Sem cobertura e caro Na Bahia, não existe de forma gratuita o serviço de congelamento de óvulos nem para mulheres com diagnóstico de câncer, informou a Secretaria da Saúde do Estado (Sesab).

O atendimento no estado é realizado em clínicas particulares. Tanto na rede pública de saúde quanto na privada, o custo do serviço chega a R$ 25 mil, que pode ser dividido no cartão de crédito.

Em Salvador, uma das clínicas mais tradicionais é a Gênese, referência no Nordeste em reprodução assistida. Foi nela que a advogada Rafaella Valente congelou seus óvulos.

Para mantê-los congelados, a paciente paga ainda, anualmente, o valor de um salário mínimo, hoje em R$ 937. Na clínica, segundo a direção, os procedimentos aumentaram 30% de 2016 para 2017. No entanto, os números absolutos não foram informados.

O método principal de congelamento é o de vitrificação, e em poucos segundos o óvulo atinge a temperatura do congelamento. A rapidez impede a formação de cristais de gelo no interior da célula.“Hoje, com a difusão da informação, não se tem mais o medo de antes sobre esse tipo de procedimento, que não causa quase nenhum desconforto à mulher na hora de coletar os óvulos”, declarou a médica Joventina Araújo, da equipe da Gênese.Ela observa que mulheres mais novas também podem fazer o congelamento de óvulos. E quando menor idade tiver a mulher em fase reprodutiva, mais chances de coletar mais óvulos de uma vez só.

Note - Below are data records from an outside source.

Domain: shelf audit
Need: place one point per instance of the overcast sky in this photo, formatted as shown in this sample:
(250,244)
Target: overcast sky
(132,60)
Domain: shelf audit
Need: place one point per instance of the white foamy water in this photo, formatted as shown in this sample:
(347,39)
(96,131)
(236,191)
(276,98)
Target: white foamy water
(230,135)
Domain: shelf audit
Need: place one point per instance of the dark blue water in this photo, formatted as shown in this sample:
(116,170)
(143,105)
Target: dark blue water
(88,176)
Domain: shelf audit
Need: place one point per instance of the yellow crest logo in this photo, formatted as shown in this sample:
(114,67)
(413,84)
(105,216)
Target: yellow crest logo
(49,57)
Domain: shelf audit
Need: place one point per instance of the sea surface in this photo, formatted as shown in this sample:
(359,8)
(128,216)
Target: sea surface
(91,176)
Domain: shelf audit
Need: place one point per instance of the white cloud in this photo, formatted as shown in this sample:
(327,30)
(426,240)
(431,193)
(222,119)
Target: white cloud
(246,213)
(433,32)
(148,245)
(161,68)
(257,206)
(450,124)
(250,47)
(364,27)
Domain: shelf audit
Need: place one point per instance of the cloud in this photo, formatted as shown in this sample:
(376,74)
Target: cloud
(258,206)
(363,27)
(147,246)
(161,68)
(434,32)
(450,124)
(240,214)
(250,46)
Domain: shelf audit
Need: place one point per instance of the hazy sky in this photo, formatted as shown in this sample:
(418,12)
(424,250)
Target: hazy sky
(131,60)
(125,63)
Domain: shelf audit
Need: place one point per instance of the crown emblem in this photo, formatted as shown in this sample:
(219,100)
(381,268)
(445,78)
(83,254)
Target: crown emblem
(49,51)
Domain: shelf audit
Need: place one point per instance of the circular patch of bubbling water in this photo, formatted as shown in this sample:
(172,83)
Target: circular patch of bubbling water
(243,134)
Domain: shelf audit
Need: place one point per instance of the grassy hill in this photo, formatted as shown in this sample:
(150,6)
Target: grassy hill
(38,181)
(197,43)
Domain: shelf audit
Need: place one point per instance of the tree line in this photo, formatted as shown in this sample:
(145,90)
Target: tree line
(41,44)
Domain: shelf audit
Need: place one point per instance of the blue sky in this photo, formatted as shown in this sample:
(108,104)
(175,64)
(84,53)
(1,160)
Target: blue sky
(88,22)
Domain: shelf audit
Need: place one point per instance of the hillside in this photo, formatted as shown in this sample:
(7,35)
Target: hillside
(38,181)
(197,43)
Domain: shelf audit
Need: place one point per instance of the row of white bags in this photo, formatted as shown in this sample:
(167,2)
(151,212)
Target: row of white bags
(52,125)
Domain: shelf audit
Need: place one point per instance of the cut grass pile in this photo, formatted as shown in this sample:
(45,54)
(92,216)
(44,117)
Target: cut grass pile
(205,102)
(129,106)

Como faz O procedimento inclui injeções diárias de hormônio para promover o crescimento dos folículos – esta fase inicial dura de 10 a 12 dias.

A paciente, então, recebe outra injeção para acabar de amadurecer os folículos até 36 horas depois, e em seguida ocorre a aspiração dos folículos para coletar os óvulos, em ambiente cirúrgico, com sedação.

“A coleta é feita por ultrassonografia transvaginal. Não oferece risco algum para a mulher. Raramente, ocorre algum sangramento, mas é normal”, detalha Joventina.

Já a realização da fertilização in vitro pode ser feita com sêmen do marido. Em caso de mães solteiras, é proibido fazer com sêmen de parentes e, neste caso, recorre-se ao banco de esperma.